Очень короткая ночь с бомбежками казалась длинной-предлинной. Пулеметным обстрелом с воздуха, смутными вестями и слухами о сброшенных противником десантах была она наполнена до отказа.
Утром мы подъезжали к старой границе (1939 года). Прекрасные нивы, ставшие уже здесь золотыми, свежие, в росе, васильки и маки на обочинах дорог. ‹…›
Штаб Юго-Западного направления размещался в не очень старинном, но возведенном по всем правилам замке на окраине города.
Прежде чем идти представляться к начальству, совершенно необходимо было помыться.
Твардовский сказал, что баня – это уже его дело.

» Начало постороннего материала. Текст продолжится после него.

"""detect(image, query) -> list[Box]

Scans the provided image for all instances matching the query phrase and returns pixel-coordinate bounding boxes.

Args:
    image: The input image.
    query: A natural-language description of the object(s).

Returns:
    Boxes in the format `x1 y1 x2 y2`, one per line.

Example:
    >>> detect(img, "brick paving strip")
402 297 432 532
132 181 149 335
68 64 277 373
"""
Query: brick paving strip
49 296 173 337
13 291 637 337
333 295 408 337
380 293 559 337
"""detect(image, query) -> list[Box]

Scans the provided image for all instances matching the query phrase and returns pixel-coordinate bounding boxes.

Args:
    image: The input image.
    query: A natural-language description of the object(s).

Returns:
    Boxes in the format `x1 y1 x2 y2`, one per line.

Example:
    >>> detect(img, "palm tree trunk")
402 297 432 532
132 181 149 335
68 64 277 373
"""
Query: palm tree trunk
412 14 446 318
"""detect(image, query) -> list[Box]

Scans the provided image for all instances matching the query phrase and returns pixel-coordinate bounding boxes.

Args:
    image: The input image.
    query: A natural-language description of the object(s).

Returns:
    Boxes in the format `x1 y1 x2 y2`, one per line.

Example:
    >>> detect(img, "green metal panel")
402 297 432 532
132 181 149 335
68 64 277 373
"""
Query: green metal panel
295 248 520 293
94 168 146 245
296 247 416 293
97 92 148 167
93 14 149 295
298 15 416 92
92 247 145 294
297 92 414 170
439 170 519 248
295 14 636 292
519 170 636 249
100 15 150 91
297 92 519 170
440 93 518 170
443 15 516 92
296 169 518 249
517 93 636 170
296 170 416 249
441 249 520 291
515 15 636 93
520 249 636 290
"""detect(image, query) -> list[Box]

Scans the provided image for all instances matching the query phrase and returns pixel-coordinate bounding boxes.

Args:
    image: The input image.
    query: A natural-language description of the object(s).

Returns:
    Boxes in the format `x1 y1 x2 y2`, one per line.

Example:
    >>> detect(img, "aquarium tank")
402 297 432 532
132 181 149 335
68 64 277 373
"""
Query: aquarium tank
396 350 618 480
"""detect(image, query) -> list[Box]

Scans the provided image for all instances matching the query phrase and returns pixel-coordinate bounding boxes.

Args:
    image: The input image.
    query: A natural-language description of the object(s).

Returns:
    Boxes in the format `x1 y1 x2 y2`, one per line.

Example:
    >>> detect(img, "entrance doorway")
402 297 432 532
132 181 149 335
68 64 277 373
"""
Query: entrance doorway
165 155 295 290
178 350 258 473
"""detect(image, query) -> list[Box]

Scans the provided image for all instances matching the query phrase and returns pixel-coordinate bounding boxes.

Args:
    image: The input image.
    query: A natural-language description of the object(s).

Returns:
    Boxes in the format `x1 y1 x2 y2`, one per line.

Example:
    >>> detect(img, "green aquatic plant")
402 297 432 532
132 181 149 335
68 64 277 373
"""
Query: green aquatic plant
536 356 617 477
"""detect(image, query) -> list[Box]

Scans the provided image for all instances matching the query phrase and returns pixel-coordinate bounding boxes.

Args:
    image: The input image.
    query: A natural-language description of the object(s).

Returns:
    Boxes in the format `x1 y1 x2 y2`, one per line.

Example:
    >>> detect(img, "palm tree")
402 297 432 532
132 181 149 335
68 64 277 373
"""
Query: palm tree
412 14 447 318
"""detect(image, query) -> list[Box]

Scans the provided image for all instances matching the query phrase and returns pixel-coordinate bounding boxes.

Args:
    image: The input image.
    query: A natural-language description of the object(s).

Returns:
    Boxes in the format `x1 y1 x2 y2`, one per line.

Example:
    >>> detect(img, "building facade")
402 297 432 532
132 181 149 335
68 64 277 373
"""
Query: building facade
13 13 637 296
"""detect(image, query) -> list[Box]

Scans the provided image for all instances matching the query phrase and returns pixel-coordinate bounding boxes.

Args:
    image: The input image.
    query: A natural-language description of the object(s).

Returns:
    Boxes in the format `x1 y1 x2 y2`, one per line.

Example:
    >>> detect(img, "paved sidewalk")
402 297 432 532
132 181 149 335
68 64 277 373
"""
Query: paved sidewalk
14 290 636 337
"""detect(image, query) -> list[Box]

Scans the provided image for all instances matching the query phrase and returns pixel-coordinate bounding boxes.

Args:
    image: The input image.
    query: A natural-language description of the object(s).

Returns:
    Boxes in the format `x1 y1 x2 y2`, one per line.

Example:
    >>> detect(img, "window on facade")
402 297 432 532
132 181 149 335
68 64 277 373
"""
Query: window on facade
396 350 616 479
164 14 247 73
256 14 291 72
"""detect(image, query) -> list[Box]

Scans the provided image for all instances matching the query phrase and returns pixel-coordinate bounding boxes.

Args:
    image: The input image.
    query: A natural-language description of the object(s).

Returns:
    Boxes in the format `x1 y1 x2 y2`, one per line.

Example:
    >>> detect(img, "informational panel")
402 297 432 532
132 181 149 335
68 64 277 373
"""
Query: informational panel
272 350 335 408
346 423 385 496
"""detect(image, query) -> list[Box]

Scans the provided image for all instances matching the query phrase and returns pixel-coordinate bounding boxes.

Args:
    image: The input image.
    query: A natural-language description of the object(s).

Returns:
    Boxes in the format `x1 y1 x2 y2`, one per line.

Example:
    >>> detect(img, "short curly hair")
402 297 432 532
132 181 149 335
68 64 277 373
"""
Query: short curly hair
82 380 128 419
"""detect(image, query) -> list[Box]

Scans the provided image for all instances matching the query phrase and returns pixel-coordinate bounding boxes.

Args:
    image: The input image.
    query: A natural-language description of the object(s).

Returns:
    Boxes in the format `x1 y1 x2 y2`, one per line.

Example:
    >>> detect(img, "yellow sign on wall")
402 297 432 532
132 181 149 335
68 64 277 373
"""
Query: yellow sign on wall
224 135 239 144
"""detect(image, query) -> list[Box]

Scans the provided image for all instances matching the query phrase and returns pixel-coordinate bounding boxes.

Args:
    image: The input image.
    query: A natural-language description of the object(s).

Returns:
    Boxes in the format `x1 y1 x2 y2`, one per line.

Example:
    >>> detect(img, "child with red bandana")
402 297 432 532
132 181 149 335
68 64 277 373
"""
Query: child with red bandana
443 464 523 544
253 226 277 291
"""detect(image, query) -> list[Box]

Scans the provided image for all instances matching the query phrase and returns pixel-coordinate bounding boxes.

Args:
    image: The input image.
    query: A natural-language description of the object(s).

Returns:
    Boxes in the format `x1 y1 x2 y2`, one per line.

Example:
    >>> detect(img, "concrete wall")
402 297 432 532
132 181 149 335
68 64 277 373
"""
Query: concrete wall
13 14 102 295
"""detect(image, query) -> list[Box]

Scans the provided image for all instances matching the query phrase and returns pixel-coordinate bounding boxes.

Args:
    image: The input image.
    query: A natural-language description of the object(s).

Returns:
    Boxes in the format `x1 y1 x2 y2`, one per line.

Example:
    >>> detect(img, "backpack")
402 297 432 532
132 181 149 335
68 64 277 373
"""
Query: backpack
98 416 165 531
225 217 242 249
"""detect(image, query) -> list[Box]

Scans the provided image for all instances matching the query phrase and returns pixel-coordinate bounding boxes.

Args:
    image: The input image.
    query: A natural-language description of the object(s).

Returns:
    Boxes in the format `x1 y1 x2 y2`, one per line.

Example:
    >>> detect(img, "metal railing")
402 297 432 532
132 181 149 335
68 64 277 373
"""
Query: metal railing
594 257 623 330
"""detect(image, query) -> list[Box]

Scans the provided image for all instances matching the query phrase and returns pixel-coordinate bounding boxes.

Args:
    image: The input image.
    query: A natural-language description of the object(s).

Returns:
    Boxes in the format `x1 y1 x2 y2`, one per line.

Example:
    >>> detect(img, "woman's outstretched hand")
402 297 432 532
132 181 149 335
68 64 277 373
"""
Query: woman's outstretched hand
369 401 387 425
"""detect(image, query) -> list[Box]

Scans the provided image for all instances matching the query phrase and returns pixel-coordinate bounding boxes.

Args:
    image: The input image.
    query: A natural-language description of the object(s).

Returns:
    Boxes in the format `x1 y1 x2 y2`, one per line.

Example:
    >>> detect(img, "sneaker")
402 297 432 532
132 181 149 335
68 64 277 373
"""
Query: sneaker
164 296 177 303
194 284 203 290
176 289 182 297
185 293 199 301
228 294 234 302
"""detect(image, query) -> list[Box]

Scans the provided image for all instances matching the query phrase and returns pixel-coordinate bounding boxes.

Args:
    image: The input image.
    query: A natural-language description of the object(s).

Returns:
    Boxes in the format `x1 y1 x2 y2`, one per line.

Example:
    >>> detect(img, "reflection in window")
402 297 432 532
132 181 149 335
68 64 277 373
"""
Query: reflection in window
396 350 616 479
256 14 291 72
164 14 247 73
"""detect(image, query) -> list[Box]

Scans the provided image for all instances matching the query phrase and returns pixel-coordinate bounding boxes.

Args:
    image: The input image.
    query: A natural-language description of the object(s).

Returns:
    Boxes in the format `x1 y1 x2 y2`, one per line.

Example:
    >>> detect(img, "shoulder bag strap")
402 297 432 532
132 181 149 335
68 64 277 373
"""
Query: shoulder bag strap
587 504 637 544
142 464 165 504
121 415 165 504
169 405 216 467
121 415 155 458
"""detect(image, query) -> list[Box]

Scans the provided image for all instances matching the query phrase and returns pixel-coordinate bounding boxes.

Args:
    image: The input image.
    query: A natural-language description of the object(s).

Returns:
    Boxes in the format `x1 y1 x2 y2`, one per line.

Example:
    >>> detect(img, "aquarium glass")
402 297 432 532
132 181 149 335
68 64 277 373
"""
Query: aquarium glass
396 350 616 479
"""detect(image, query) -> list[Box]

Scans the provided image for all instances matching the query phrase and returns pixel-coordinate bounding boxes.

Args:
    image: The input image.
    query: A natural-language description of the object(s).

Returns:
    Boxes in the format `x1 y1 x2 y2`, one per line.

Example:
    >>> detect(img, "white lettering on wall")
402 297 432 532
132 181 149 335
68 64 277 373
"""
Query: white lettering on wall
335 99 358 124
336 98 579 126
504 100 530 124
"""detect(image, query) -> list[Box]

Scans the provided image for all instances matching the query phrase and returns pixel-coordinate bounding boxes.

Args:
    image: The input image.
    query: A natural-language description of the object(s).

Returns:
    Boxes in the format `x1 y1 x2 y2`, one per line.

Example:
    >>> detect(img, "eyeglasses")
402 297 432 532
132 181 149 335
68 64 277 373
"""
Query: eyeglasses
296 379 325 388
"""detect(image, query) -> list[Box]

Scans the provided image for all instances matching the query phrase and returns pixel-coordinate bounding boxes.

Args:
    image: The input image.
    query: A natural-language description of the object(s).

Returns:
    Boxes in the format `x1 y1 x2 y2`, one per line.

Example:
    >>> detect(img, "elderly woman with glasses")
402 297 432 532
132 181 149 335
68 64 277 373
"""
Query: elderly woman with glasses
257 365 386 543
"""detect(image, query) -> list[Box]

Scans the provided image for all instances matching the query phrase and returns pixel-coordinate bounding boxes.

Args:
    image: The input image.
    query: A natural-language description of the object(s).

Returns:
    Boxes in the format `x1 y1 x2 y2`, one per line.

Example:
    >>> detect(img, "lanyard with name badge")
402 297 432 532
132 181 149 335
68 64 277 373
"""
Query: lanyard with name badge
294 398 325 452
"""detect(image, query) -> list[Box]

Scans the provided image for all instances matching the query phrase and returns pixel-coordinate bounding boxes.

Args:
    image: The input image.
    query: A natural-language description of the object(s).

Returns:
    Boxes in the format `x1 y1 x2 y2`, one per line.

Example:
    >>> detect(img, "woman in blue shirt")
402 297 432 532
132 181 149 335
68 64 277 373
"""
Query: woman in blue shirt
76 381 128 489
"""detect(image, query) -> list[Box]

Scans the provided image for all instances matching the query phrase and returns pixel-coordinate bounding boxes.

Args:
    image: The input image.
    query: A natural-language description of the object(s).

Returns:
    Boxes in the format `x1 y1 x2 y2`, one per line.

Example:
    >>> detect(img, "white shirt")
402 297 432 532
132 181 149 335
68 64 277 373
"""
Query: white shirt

Он отправился в разведку, облазил какие-то башни и коридоры и радостно известил нас, что нашел ванную комнату, но на дверях почему-то здоровенный амбарный замок.
Мы отправились туда втроем и при помощи найденной во дворе железяки замок аккуратно сорвали. В большой белой фарфоровой ванне лежал мертвый командир в окровавленной гимнастерке.
– Свят-свят-свят… – сказал Твардовский, и мы стали торопливо прилаживать замок на место.
В те дни уже ничему не удивлялись. На другом этаже нашлась все-таки незапертая ванная, и мы помылись холодной водой, потерли друг другу спины. Твардовский крякал, ахал, безжалостно поливал наши хлипкие тела. Сам он был красиво сложен, плечист и говорил, что о человеке можно судить по глазам и по коже. Есть люди с такой кожей, что лучше бы им родиться курами без перьев!